Demonstrations such as these usually happen at night, but Friday’s walk took place during the late afternoon. Known as “peace walks”, the march was a special edition of a well-known violence reduction strategy. These marches are a staple of Operation Ceasefire, a national violence reduction effort that targets the small number of people who are most likely to be victims and/or perpetrators of gun violence.
Before the peace walk members of the Golden State Warriors – including Kerr and the players Steph Curry and Klay Thompson – joined the former congresswoman Gabby Giffords, who was shot during a 2011 assassination attempt in Arizona, as well as Pastor Michael McBride, the national director of the Live Free Campaign, and Oakland officials and gun violence prevention organizers for a private meeting to review Oakland’s successes in violence reduction.

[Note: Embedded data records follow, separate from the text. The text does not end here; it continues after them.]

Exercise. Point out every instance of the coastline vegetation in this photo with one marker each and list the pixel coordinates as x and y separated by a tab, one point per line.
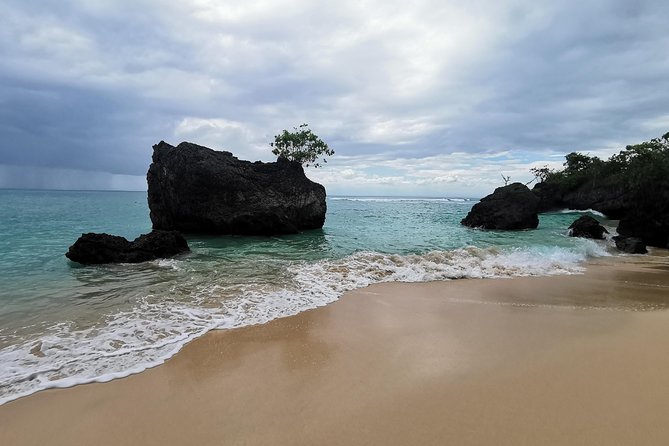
636	167
301	145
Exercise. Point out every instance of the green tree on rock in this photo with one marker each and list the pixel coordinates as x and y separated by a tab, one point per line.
302	146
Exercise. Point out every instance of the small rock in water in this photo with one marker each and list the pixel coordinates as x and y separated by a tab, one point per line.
95	248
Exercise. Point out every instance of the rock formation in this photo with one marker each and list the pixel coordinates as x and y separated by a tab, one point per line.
509	207
630	245
198	190
612	200
92	248
587	227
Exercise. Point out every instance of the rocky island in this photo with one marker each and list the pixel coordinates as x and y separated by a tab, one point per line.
195	189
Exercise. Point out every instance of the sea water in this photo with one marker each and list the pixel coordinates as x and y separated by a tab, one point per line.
62	323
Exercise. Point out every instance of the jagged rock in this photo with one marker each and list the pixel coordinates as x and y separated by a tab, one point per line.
631	245
509	207
648	218
93	248
198	190
587	227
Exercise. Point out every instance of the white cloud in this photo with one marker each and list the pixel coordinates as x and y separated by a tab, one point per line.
440	93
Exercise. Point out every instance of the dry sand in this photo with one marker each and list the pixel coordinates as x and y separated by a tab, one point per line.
537	361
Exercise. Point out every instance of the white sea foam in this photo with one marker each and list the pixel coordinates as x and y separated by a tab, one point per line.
582	211
154	330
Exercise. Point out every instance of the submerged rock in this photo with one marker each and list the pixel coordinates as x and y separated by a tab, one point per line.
587	227
630	245
93	248
510	207
198	190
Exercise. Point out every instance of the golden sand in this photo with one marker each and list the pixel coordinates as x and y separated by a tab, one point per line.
562	360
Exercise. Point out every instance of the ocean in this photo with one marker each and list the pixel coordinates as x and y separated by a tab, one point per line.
63	324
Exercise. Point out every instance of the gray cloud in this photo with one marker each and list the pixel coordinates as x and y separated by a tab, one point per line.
91	86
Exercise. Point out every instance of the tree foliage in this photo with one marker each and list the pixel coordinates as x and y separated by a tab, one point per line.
636	166
302	146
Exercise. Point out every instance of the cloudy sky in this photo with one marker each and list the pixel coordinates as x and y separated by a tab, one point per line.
427	97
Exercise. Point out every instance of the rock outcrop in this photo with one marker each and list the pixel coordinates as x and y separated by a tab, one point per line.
587	227
648	217
93	248
510	207
630	245
612	200
195	189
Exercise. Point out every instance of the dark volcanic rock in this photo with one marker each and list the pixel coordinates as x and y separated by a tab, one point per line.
509	207
648	218
198	190
95	248
631	245
587	227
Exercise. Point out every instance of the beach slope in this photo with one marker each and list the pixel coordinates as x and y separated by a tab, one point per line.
565	360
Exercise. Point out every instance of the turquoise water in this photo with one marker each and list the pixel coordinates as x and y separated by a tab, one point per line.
63	324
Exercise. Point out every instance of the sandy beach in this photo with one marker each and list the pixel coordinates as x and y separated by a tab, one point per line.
562	360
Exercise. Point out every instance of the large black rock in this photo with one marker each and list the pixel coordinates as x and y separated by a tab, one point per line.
198	190
648	218
610	198
92	248
509	207
587	227
631	245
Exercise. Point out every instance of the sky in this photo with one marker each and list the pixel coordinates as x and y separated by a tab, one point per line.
430	98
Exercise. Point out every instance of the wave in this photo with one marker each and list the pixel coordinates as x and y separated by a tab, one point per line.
154	330
582	211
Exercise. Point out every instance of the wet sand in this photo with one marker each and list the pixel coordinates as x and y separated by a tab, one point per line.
563	360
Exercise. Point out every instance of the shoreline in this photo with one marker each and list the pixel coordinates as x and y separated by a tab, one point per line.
347	370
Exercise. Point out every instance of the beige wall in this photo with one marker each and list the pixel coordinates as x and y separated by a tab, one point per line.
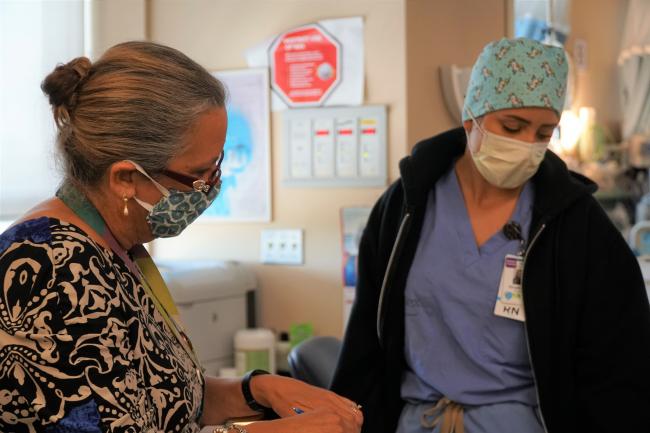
438	33
600	24
216	34
114	21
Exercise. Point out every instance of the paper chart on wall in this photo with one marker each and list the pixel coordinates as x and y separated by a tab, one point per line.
246	186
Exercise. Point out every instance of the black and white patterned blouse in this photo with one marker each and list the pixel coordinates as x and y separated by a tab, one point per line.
82	347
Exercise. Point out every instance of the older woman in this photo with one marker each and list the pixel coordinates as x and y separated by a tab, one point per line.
494	294
88	336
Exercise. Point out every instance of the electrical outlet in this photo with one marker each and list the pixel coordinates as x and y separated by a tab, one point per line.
283	247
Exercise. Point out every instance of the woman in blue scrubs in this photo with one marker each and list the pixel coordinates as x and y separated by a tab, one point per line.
494	295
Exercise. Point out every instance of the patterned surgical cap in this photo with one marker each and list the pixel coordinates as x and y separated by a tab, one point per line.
516	73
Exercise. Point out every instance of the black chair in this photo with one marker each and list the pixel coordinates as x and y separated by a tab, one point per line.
314	360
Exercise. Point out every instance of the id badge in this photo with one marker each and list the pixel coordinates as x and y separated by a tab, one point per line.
510	302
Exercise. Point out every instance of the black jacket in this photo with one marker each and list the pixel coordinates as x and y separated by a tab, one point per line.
587	312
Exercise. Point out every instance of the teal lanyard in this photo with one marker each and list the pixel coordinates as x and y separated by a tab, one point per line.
141	265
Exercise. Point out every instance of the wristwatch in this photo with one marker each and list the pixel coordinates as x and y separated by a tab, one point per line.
248	395
229	427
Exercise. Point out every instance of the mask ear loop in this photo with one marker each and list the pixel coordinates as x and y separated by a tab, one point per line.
164	191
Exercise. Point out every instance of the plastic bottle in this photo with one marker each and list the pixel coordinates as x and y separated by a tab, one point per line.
254	349
282	349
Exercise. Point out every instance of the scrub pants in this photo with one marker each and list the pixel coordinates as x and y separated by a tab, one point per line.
507	417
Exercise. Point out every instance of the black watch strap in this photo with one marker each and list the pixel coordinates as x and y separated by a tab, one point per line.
248	395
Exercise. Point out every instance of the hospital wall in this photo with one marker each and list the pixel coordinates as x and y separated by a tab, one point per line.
405	43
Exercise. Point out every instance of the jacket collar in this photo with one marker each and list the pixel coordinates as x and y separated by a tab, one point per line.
556	187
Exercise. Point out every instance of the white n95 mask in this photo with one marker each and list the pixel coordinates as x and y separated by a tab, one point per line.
505	162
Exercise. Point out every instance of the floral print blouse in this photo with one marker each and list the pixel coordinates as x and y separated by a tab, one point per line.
82	346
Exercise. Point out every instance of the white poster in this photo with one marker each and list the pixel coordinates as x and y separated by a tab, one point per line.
314	65
246	181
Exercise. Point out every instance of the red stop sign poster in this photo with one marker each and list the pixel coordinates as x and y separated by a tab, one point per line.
305	65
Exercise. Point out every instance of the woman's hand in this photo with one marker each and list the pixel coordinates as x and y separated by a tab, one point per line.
314	421
307	403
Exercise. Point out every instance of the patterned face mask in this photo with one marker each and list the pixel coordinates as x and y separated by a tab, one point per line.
176	209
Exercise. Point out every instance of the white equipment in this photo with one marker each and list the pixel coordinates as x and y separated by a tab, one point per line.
215	299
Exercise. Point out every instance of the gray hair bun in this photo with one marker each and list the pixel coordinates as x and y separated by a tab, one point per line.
61	87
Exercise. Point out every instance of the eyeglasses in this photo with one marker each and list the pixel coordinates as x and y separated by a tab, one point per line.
199	185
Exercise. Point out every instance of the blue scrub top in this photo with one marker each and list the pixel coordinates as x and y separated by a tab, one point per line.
455	346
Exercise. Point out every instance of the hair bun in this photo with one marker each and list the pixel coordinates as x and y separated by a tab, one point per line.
61	84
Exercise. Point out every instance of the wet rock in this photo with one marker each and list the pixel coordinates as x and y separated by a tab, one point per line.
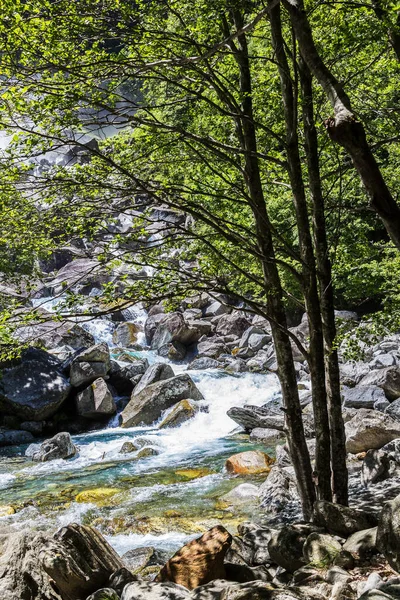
286	546
143	590
120	579
126	334
342	520
148	405
362	543
370	429
33	386
388	379
320	549
181	412
200	561
388	533
362	396
95	401
232	324
154	373
127	448
14	437
277	490
59	446
251	462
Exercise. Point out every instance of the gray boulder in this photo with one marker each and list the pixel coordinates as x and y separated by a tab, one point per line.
154	373
362	396
370	429
388	379
95	401
148	405
59	446
33	387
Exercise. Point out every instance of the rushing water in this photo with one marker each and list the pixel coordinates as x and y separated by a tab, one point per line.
161	500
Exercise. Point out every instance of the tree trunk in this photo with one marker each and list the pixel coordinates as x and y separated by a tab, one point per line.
337	432
344	128
287	374
309	278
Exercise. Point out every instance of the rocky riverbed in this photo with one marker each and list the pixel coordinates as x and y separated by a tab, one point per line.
157	428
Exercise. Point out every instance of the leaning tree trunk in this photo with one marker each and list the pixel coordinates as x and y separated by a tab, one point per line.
337	432
344	128
309	276
275	307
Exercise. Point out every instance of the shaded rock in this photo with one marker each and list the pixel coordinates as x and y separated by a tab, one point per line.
127	448
126	334
14	437
370	429
232	324
181	412
143	590
59	446
286	546
388	379
342	520
33	386
362	543
362	396
249	463
148	405
388	533
154	373
200	561
277	490
320	549
95	401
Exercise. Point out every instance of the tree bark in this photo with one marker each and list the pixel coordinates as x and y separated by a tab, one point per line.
337	432
286	371
344	128
309	278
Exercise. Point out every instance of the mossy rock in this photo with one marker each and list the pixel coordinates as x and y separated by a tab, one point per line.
99	496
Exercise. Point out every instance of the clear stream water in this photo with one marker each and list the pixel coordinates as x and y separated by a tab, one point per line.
161	500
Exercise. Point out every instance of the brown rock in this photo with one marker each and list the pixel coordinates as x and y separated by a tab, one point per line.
200	561
249	463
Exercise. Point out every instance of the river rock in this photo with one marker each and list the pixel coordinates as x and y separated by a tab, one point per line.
286	546
126	334
251	462
388	379
370	429
33	386
181	412
342	520
154	373
199	561
363	396
148	405
388	533
320	549
143	590
95	401
277	490
59	446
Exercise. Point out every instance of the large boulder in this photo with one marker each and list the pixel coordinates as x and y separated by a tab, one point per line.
95	401
388	379
33	387
200	561
148	405
370	429
251	462
342	520
59	446
388	533
72	564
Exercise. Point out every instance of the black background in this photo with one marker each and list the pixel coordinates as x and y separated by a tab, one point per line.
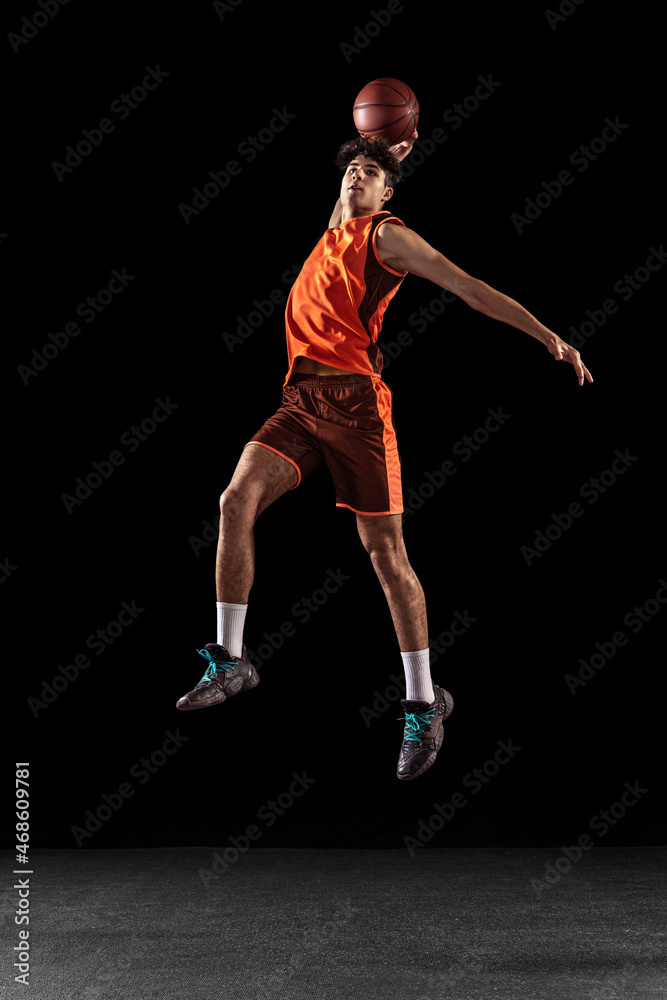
162	338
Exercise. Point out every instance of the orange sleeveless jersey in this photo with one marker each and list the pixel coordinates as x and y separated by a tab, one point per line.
335	308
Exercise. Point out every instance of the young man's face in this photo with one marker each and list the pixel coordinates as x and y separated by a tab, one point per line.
364	189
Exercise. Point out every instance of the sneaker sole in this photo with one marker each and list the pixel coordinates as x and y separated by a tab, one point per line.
234	687
449	706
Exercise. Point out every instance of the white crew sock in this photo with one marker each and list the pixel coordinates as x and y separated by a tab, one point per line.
418	684
231	618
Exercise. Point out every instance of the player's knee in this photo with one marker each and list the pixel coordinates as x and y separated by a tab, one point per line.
236	503
387	563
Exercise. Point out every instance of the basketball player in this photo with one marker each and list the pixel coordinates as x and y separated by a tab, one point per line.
336	409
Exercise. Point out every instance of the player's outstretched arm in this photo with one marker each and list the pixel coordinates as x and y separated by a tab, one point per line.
336	215
404	250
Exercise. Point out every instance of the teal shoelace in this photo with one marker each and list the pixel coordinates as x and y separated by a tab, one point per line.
414	723
214	665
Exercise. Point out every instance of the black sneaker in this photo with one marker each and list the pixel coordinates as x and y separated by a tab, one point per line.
422	737
225	676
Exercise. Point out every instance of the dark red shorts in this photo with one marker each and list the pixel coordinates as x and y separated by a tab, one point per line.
344	421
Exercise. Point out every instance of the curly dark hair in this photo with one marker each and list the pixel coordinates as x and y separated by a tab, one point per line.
377	148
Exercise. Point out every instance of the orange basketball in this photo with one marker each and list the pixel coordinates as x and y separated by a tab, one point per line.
388	108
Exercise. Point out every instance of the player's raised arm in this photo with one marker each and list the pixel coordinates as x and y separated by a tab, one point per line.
404	250
400	151
336	215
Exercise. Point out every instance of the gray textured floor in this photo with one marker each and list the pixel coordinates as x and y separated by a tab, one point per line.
329	925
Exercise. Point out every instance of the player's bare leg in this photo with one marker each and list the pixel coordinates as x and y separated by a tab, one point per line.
260	477
382	537
426	705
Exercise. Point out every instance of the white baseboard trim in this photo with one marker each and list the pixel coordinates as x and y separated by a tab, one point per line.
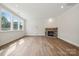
35	34
75	44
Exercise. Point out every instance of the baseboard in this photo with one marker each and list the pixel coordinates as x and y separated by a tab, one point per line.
72	43
6	44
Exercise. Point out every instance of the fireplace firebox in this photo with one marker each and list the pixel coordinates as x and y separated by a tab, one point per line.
51	32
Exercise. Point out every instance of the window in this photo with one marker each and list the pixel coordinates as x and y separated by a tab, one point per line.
9	21
5	20
15	23
21	24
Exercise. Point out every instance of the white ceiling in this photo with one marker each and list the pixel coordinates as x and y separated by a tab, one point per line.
38	10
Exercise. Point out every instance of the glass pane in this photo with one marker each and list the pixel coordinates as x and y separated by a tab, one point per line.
5	20
15	23
21	24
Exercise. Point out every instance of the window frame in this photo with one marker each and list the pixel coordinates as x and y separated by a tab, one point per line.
11	25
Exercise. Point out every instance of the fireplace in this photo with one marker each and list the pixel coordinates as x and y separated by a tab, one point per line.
51	32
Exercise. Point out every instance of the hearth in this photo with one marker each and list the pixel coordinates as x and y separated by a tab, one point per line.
51	32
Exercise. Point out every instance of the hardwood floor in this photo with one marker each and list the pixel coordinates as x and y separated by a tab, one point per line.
39	46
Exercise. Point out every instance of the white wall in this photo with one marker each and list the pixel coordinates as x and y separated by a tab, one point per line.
8	36
68	25
37	27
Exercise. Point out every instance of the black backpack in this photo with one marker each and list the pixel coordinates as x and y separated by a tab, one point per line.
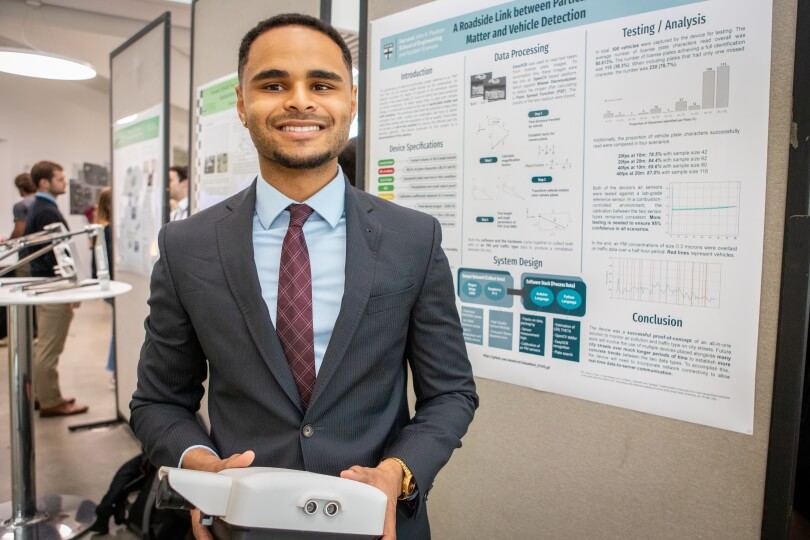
139	476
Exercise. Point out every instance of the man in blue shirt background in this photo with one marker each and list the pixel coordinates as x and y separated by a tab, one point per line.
53	320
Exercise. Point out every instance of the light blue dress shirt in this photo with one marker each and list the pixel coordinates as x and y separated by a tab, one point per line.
325	234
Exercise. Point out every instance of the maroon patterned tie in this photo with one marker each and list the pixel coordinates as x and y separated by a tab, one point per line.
294	308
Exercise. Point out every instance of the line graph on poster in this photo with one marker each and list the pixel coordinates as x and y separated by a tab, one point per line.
685	283
549	221
705	209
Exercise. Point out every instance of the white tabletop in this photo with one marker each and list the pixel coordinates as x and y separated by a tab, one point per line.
79	294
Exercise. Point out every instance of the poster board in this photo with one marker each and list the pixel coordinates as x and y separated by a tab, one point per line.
139	113
539	463
606	239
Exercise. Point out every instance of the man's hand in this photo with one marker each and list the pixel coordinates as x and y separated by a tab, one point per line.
200	459
387	477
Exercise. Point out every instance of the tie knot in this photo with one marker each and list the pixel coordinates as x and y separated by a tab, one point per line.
299	213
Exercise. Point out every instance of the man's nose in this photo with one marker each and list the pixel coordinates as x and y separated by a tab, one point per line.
300	99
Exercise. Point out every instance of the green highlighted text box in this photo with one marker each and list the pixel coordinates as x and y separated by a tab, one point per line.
220	97
139	132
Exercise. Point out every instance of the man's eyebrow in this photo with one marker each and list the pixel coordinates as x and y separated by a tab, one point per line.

The multipart event was intended to amplify the groundbreaking work being done in Oakland, where between 2007 and 2017 Oakland’s gun homicide rate dropped by 44%, according to a Guardian analysis. Many credit collaborations between the local community and faith-based violence prevention strategies, and law enforcement for this decline. This reduction has also been praised by the Giffords Law Center to Prevent Gun Violence, named after the congresswoman who has become one of the country’s most prominent gun control advocates.
Following the march Coach Kerr, who’s been outspoken on federal inaction on gun control, joined Oakland’s violence reduction leaders for a town hall in an East Oakland church. Panelists continued to praise the reduction in gun violence and reflected on the work that still needs to be done.
“As someone who’s been directly impacted by gun violence, it’s great to see the collaboration of people, like victims and perpetrators of violence, police, and the mayor, who in the past wouldn’t have collaborated,” said Kerr, whose father was shot and killed in Beirut in the 1980s.
“It’s important to keep reminding ourselves that collaboration is the silver bullet,” Pastor McBride said.
“We can move from 70 to 30 to 10 homicides by scaling up the work and shifting our investments into jobs, housing and healing services.”
“Everyone put their heads together and figured out the root of the problem,” Kerr continued.
Even as Oakland’s reduction efforts have earned national attention, panelists acknowledged that gun deaths and other violent crime have not been completely eradicated and continue to disproportionately harm low-income black and brown communities.
“While we celebrate this data, to the mother who lost a child, the data doesn’t mean much,” said Guillermo Cespedes, the chief of the city of Oakland Department of Violence Prevention, during the town hall. “We have way too many homicides that have not been resolved. People are in pain because they don’t know what happened to their children.”
Reflecting on the work that the community has done, Pastor McBride said that getting local financial support for things like counseling and job training has been a key piece of Oakland’s success. Now, he hopes that this investment will come from the federal level so that other cities who are struggling with gun violence will follow suit.
“People did not believe that the young people in Oakland’s lives were worth saving with a sustained commitment,” McBride said. “We now have the infrastructure to scale up the work.
“Now it’s up to us to keep investing in it and pushing.”